Berbagai riset dan praktik menunjukkan bahwa Zero Trust meningkatkan postur keamanan perusahaan. Misalnya, IBM menyebutkan bahwa penerapan Zero Trust membantu organisasi menjadi lebih tangguh (resilient) dan mengurangi risiko lingkungan TI yang terfragmentasi. Singkatnya, tren Zero Trust didorong oleh kebutuhan nyata untuk melindungi data di era serba terdistribusi ini.

Apa itu Keamanan Cloud?

Sebelum membahas lebih lanjut, perlu dipahami pengertian keamanan cloud. Menurut Google Cloud, keamanan cloud adalah rangkaian kebijakan, kontrol, dan teknologi yang digunakan untuk mengamankan aplikasi, data, dan infrastruktur di lingkungan cloud. Dengan kata lain, keamanan cloud mencakup segala usaha untuk melindungi sumber daya perusahaan yang berada di server online (cloud), termasuk layanan seperti AWS, GCP, Azure, maupun aplikasi SaaS.

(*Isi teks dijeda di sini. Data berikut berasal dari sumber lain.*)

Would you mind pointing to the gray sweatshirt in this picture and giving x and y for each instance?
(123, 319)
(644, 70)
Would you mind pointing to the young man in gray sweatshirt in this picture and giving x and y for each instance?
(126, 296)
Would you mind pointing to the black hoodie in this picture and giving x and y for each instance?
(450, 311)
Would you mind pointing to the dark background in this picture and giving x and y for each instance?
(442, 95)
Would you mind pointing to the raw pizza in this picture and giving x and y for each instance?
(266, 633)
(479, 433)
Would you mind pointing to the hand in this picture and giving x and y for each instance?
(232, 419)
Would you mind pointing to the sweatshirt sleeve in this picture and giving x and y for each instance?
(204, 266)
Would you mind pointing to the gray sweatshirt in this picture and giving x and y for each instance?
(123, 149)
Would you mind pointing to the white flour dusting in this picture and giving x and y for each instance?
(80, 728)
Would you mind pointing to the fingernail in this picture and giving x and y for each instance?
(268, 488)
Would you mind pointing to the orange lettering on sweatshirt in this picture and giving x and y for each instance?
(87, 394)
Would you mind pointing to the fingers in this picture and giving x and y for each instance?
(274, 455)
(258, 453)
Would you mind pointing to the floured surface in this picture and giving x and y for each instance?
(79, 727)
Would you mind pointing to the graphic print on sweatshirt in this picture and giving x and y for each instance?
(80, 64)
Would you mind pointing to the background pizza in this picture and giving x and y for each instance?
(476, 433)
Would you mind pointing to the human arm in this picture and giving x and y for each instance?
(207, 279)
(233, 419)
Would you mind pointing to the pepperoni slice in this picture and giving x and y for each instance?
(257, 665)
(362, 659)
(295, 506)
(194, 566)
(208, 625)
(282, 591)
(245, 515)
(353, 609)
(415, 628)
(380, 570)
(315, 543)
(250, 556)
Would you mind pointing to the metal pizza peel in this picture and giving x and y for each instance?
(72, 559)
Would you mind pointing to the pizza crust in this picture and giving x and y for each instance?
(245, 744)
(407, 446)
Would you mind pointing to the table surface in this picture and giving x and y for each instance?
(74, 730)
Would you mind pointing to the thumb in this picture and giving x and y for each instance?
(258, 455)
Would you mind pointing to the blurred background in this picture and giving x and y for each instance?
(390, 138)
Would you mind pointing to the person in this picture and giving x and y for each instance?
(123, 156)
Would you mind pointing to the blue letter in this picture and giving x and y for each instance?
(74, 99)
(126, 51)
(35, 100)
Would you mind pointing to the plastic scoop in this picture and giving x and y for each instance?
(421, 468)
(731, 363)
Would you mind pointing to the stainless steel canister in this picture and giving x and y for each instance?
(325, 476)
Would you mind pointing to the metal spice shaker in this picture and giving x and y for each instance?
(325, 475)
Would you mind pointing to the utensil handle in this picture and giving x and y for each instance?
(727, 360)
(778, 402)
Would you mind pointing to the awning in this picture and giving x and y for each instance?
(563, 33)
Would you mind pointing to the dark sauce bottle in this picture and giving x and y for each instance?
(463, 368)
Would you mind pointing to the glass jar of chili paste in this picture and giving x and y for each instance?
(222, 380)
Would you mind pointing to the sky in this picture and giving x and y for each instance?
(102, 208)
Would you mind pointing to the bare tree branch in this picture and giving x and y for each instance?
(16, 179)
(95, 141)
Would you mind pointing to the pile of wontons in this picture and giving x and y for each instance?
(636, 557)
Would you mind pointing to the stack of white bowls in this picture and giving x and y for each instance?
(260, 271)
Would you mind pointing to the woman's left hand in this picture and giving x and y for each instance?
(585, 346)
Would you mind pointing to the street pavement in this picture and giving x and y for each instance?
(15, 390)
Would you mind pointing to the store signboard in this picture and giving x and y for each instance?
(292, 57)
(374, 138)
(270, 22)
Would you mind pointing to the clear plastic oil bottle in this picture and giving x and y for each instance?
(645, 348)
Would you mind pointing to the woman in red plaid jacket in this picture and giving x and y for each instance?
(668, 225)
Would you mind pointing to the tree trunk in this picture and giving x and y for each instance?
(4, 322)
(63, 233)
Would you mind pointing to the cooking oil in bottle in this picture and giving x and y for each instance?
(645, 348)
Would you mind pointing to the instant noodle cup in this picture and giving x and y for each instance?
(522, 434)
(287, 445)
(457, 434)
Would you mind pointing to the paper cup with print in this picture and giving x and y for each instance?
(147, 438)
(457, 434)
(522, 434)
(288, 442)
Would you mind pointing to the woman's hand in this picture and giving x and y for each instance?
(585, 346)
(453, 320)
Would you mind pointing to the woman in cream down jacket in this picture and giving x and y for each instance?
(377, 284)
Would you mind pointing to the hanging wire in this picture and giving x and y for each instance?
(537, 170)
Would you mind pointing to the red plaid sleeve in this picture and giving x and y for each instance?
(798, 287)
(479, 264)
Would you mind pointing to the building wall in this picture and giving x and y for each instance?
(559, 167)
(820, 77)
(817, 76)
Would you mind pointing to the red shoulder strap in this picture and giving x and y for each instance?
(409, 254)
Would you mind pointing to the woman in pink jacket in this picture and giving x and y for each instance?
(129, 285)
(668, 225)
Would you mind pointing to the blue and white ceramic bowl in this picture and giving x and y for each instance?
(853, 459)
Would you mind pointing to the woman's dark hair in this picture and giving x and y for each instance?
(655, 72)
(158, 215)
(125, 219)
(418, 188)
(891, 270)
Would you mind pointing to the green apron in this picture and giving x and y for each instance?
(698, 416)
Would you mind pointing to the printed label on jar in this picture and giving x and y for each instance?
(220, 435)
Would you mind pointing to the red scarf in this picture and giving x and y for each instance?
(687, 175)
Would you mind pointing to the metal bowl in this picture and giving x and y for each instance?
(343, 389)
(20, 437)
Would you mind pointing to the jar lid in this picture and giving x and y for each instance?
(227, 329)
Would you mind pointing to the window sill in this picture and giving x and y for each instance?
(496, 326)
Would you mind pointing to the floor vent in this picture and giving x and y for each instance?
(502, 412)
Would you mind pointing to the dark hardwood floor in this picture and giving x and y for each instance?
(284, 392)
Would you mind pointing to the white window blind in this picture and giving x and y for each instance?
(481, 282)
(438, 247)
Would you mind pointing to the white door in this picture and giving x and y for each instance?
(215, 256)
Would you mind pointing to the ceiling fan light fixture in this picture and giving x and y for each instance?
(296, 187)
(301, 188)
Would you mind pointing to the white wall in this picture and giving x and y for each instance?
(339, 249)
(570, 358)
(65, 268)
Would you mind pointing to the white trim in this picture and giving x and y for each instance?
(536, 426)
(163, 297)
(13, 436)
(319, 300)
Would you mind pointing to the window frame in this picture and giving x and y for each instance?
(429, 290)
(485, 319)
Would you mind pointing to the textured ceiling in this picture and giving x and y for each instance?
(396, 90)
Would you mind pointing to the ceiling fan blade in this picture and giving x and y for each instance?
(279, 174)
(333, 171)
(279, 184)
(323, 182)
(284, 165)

Beberapa elemen utama keamanan cloud meliputi:

  • Kebijakan dan Prosedur: Menentukan aturan pengelolaan akses data di cloud. Ini termasuk menentukan siapa yang boleh akses apa, kapan, dan bagaimana.
  • Enkripsi Data: Melindungi data dengan enkripsi saat disimpan (at-rest) maupun saat ditransmisikan (in-transit). Enkripsi memastikan bahwa walaupun data dicuri, pelakunya tidak mudah membacanya.
  • Manajemen Identitas & Akses (IAM): Mengautentikasi dan memberikan hak akses terhadap pengguna dan perangkat. Misalnya, penggunaan multi-factor authentication (MFA) dan kontrol least privilege (hak akses minimum) sangat krusial.
  • Pengawasan dan Pemantauan: Mencatat (logging) semua aktivitas di lingkungan cloud secara kontinu. Dengan monitoring real-time, anomali dapat segera dideteksi sebelum menjadi insiden besar.
  • Proteksi Beban Kerja Cloud-Native: Seperti container dan microservices, yang membutuhkan pengamanan tambahan (misalnya network policy khusus).
  • Pencegahan Kebocoran Data (DLP): Alat khusus yang mencegah data sensitif keluar tanpa otorisasi, baik melalui aplikasi maupun endpoint.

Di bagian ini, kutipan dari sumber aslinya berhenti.